Ruairi Mooney made his name as a sticky defender in their 2017 winning team, who came from two goals down to defeat UCC and UCD on their way to glory.
Mooney spoke of a “totally new level” of training and how intense the sessions were.
“They were very structured and he had his coaching down to a tee. You always came away from those St Mary’s training sessions feeling like you really had to be switched on. You put a lot in and you got a lot out of it,” Mooney pointed out.
Physical intensity was matched by high levels of communication. A ‘Ranch’ man to the core, Tally fed into the outside perception of their teams always being greater than the sum of their parts. Their gritty and dogged nature didn’t happen by chance.
“He (Tally) would’ve been repeating the message throughout the training sessions and meetings,” Mooney said of an identity that was hard to describe to those on the outside.
“People talk about Alex Ferguson and his siege mentality and being the underdog. It was all about the group and how they stuck together,” Mooney said.

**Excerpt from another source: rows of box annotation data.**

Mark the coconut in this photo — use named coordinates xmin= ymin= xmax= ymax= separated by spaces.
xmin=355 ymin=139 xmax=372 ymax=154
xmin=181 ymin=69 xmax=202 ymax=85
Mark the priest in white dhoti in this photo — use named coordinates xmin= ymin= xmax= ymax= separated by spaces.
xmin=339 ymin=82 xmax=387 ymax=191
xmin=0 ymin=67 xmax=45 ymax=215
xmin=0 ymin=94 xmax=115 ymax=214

“In St Mary’s, we were expecting to be up against it, to see out a gritty game and grind out results.”
They had talent, but much of the rest was how Tally developed everyone else and had them rowing the same boat into the rapids upstream.
“Paddy knew his stuff and although we were a small college, no stone was left unturned,” Mooney added. Key players in the opposition were identified without being overly concentrated on.
Mooney was handed a marking brief and that was it, before they identified how to maximise their own hand.
“Paddy didn’t go out of his way to make a fuss of opposition players. He knew our group would be fit to handle whatever the other teams had,” Mooney said of Tally’s delegation.
In a conversation with Conor Meyler, the 2017 winning captain, they reflected how Tally would “squeeze the juice” out of every team coming through the college.
“He managed to get the potential out of them, so we wondered what was he could do with the best panel in Ireland coming into training,” Mooney said.
“I don’t know what is going on inside that Kerry changing room, but I’d say there is a certain amount of that siege mentality of it being us against the world with Tally, whether you are the favourite or the underdog. That closely knit group approach, Tally relishes that and no matter what team it is galvanises it.”
As a lecturer and coach, Tally has the experience of sussing out individuals and filing them away in the “arm around” or “kick up the backside” style of management.
“He will be good at figuring out the layout in the Kerry dressing room and knowing what messages they need to be told.”
The messages will be again be defined this weekend, with taking Sam to Kerry as the overall big picture.
If Tally can help Kerry keep a 13th clean sheet of the season and Paudie Clifford can feed his brother David and Sean O’Shea with enough ball, Galbally will have an All-Ireland winner in their midst once again.